According to statistical data, Earl was off the hook–he was from the tenth most obscure state in the nation. That, in itself, was justification for leaving Christmas lights up year round.
Things hadn’t been the same, since Brother Dudley, down at the church, died. Earl held on to beliefs; that someday, things would get better–but, they never did.
Heavy dew, dripped in mini-rainstorms, under long-leafed pines. Unfiltered anger came out in waves.
“Sumbitch, I don’t think I’m hip enough for this crowd,” Earl said, as he departed. “I’m going back to the trailer park–cracking open a six-pack. If this damned truck don’t start; I’m gonna’ shoot it.”
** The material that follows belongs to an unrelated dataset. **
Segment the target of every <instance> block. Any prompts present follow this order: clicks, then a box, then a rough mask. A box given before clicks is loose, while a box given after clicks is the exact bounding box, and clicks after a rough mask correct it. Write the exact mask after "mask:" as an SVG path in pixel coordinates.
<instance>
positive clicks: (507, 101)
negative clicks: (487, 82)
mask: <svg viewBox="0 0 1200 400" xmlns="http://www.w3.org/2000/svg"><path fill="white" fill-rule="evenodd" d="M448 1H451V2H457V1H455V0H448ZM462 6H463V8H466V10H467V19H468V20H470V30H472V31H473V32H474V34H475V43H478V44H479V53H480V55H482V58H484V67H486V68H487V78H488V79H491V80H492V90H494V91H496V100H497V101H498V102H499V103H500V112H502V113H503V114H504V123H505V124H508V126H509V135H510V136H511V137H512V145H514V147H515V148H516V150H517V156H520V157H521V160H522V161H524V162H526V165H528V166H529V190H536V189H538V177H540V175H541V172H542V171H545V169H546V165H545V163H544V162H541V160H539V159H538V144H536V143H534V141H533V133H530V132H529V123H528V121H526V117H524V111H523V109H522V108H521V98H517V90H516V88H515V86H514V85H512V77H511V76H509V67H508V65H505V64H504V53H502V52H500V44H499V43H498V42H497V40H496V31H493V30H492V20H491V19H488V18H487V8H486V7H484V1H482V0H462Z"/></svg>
After the infamous, “Fluffy Buffalo” potato chip kerfuffle, and pinochle debacle at the VFW–Earl’s patience was worn thin. He’d apologized–wasn’t sure what for. Somebody else started the whole thing–he got the blame.
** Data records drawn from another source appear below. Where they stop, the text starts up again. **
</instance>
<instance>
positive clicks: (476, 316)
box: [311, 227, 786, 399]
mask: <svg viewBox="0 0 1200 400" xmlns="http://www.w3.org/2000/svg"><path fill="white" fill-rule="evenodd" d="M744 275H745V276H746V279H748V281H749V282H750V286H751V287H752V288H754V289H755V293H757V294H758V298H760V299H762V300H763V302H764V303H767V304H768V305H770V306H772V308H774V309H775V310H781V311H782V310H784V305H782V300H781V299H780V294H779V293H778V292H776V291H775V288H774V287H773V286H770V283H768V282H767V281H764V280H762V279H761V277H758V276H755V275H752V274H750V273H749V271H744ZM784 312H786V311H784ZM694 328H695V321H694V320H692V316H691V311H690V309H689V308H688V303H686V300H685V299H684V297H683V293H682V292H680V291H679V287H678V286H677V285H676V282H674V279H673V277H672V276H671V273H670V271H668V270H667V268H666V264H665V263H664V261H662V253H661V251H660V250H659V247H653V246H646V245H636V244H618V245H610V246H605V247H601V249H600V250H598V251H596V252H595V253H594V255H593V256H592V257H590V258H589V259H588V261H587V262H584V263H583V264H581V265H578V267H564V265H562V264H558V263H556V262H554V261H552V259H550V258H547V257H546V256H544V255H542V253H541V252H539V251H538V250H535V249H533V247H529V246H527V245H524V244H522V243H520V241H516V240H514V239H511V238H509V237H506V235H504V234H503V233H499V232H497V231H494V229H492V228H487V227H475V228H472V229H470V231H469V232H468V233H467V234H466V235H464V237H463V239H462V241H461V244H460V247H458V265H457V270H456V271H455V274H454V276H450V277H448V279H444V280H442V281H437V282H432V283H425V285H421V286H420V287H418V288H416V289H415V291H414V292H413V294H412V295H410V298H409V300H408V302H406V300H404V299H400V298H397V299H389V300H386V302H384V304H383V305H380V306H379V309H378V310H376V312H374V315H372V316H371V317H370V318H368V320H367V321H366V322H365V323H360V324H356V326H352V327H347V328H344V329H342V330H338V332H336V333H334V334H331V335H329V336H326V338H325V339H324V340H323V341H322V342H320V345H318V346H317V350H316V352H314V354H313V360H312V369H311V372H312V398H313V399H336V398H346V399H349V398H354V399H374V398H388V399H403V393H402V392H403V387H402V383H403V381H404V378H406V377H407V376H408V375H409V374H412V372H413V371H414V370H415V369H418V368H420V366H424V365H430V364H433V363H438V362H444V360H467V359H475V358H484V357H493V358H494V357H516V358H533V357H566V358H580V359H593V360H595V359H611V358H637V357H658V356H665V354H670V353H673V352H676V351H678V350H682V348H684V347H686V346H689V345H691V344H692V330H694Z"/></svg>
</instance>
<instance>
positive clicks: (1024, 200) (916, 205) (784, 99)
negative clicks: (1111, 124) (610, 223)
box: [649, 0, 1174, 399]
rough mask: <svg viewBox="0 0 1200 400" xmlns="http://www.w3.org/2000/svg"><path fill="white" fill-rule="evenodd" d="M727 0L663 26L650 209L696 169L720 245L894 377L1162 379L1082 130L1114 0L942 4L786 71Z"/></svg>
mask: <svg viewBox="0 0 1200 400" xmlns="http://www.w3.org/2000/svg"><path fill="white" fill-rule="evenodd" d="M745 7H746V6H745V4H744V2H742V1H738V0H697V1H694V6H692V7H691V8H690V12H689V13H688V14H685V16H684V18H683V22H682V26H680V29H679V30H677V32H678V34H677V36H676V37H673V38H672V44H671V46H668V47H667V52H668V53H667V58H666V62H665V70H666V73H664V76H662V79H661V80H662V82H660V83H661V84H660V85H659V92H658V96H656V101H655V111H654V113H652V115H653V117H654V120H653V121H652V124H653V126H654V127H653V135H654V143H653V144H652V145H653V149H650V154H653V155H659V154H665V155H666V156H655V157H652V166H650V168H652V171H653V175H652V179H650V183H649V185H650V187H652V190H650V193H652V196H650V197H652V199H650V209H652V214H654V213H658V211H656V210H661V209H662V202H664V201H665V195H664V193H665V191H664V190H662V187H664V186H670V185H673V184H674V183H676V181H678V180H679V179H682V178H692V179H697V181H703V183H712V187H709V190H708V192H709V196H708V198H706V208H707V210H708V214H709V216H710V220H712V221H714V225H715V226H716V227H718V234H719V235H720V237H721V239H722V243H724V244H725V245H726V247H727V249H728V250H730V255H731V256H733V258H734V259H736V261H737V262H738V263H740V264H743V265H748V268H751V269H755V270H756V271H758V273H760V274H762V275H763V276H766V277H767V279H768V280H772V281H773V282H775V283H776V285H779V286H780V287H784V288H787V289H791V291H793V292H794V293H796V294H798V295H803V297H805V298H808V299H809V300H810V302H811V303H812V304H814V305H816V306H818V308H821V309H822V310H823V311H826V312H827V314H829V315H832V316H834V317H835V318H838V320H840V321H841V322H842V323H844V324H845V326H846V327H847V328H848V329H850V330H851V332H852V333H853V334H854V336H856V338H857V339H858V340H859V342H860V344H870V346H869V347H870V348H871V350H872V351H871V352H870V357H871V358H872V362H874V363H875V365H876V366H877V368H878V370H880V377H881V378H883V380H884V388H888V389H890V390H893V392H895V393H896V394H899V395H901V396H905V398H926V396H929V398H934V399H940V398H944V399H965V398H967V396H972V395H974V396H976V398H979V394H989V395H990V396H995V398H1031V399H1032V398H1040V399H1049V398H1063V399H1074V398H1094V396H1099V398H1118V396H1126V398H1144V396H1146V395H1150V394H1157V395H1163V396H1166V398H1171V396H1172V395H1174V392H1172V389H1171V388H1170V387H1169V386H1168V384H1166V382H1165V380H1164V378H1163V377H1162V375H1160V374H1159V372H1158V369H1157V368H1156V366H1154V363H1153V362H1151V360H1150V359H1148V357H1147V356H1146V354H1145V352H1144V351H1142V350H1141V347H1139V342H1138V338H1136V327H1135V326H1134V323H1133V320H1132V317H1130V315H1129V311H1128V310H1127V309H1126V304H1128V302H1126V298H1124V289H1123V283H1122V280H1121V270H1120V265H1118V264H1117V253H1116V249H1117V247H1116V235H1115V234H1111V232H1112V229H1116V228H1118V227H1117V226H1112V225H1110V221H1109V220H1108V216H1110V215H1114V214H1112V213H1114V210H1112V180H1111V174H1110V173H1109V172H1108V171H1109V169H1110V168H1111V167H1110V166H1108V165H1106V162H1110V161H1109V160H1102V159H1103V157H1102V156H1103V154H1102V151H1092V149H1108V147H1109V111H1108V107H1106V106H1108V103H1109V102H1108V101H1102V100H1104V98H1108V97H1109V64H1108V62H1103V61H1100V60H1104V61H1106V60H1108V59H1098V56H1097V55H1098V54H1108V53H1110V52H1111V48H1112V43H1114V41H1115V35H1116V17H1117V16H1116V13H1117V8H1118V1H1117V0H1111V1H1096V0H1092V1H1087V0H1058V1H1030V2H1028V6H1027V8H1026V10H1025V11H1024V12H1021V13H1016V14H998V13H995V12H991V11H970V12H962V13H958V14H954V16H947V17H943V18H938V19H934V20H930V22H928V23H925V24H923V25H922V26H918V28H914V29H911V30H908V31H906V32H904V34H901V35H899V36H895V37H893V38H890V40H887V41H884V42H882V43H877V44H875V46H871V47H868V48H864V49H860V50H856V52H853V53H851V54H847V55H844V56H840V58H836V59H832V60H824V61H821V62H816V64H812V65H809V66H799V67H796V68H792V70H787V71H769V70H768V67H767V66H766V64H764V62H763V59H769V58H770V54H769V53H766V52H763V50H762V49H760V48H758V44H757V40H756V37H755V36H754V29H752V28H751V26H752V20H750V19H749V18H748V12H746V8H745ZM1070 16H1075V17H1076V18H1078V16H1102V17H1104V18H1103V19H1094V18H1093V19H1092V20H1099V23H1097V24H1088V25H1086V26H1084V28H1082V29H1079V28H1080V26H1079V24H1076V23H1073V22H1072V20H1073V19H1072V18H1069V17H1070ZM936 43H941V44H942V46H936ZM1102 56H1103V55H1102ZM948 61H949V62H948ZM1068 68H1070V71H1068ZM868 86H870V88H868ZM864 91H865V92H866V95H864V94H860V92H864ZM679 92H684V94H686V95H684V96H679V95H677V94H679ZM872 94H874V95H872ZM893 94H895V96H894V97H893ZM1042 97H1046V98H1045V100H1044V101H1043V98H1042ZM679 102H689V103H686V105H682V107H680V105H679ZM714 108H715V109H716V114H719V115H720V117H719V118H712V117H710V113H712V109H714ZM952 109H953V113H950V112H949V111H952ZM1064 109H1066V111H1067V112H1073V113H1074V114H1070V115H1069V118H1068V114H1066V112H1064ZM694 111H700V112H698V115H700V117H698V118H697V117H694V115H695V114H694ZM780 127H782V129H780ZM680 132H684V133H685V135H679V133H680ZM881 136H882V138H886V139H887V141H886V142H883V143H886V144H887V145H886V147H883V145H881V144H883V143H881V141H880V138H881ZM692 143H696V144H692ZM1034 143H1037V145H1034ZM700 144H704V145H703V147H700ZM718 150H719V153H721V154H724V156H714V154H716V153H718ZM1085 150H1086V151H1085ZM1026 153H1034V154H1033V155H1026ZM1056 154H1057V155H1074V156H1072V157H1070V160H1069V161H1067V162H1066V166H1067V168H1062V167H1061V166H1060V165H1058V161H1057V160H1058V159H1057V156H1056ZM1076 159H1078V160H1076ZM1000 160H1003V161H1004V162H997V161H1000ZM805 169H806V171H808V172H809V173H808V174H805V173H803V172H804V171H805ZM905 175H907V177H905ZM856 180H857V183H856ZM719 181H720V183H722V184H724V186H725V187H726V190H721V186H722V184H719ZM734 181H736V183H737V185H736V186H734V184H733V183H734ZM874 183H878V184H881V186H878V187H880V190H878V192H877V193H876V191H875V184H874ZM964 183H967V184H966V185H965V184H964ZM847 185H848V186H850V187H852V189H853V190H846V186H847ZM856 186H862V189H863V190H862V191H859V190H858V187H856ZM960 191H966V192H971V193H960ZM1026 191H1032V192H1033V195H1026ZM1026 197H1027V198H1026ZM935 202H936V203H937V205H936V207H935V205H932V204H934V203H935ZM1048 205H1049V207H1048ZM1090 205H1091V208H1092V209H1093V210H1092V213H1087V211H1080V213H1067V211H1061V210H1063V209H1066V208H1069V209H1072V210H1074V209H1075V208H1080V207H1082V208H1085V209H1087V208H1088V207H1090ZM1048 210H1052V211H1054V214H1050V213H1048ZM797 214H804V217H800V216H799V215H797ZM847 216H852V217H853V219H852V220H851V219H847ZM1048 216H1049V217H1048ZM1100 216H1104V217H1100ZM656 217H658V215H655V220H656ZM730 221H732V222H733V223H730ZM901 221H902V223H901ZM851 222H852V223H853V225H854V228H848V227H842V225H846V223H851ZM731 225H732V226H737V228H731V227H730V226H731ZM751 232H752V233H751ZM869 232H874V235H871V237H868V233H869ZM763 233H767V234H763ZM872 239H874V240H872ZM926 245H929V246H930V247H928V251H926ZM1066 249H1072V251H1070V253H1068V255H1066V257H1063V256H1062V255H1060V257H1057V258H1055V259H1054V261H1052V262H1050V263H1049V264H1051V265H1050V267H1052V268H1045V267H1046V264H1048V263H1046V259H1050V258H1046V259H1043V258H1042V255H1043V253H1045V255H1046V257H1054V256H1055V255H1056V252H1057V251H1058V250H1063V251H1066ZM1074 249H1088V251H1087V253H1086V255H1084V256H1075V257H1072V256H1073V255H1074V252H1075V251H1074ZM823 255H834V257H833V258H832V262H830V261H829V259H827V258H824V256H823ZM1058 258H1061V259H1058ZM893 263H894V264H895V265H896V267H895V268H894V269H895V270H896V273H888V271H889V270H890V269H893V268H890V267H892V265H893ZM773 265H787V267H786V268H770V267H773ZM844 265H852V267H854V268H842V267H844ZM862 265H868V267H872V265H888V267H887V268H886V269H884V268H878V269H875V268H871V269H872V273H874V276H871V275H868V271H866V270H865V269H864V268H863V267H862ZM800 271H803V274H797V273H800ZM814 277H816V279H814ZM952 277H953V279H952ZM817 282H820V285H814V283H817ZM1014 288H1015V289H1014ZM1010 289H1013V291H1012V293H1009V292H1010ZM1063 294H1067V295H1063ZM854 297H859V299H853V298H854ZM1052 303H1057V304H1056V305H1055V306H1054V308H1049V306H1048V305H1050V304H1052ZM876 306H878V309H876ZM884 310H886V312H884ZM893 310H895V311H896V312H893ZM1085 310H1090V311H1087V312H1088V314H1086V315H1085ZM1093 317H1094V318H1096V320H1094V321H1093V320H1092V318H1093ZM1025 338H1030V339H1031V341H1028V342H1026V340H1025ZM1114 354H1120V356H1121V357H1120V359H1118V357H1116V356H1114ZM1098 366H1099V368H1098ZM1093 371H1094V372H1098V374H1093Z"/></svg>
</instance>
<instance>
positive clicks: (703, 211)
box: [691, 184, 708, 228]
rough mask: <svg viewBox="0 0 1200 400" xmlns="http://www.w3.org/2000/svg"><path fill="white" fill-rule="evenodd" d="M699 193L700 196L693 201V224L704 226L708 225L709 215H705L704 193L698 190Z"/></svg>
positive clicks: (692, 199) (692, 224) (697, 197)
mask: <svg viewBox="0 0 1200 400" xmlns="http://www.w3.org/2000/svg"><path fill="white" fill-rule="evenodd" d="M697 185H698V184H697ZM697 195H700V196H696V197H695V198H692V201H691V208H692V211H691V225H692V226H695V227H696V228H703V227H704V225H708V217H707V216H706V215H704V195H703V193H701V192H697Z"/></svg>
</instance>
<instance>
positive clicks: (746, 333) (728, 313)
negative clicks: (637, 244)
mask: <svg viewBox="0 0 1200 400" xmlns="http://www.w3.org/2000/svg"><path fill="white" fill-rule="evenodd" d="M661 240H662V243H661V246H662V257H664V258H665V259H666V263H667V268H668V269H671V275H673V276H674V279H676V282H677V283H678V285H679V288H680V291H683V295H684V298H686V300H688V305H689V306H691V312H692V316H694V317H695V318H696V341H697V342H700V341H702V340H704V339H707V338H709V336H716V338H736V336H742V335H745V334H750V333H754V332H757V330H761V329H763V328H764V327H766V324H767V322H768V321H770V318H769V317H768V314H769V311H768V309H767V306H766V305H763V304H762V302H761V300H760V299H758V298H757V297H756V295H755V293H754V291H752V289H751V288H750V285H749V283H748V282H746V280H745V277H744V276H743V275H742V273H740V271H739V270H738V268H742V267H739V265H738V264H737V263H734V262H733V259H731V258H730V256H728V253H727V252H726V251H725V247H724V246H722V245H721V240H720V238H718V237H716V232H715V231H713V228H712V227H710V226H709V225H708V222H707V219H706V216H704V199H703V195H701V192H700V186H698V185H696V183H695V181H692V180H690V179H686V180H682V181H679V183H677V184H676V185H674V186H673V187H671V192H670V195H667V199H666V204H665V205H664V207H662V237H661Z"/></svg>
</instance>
So, Hallelujah! I’m their bum, bum. What else was new? It’ll be somebody else, next time. Wrong place, wrong time–he figured. When would Fred and crew, forget about the unfortunate event? It was last October–for Cripe’s sake.
Bob “the biker,” pedaled his way to work. “Movin’ Mary,” was on her front stoop, talking with neighbor, Marge. Marge, talked with her hands. Mary shifted, from one foot, to the other, as she talked; it was quite a picture.
Stan, the resident, recluse–aka, “the talker,” peered out from behind living room curtains, across the street. Could he be missing out on something?
Earl pulled down the visor to block the blinding sun. Several scratch-off lottery tickets, fell to the floor. If Earl couldn’t see the sunrise everyday–he may as well have been in jail. Earl parked, held the storm door with his foot; opened the front door.
He collapsed on the living room sofa–switched on the television. Temptations resumed from the day before. Earl continued the life, of someone, voted, least unlikely, to succeed.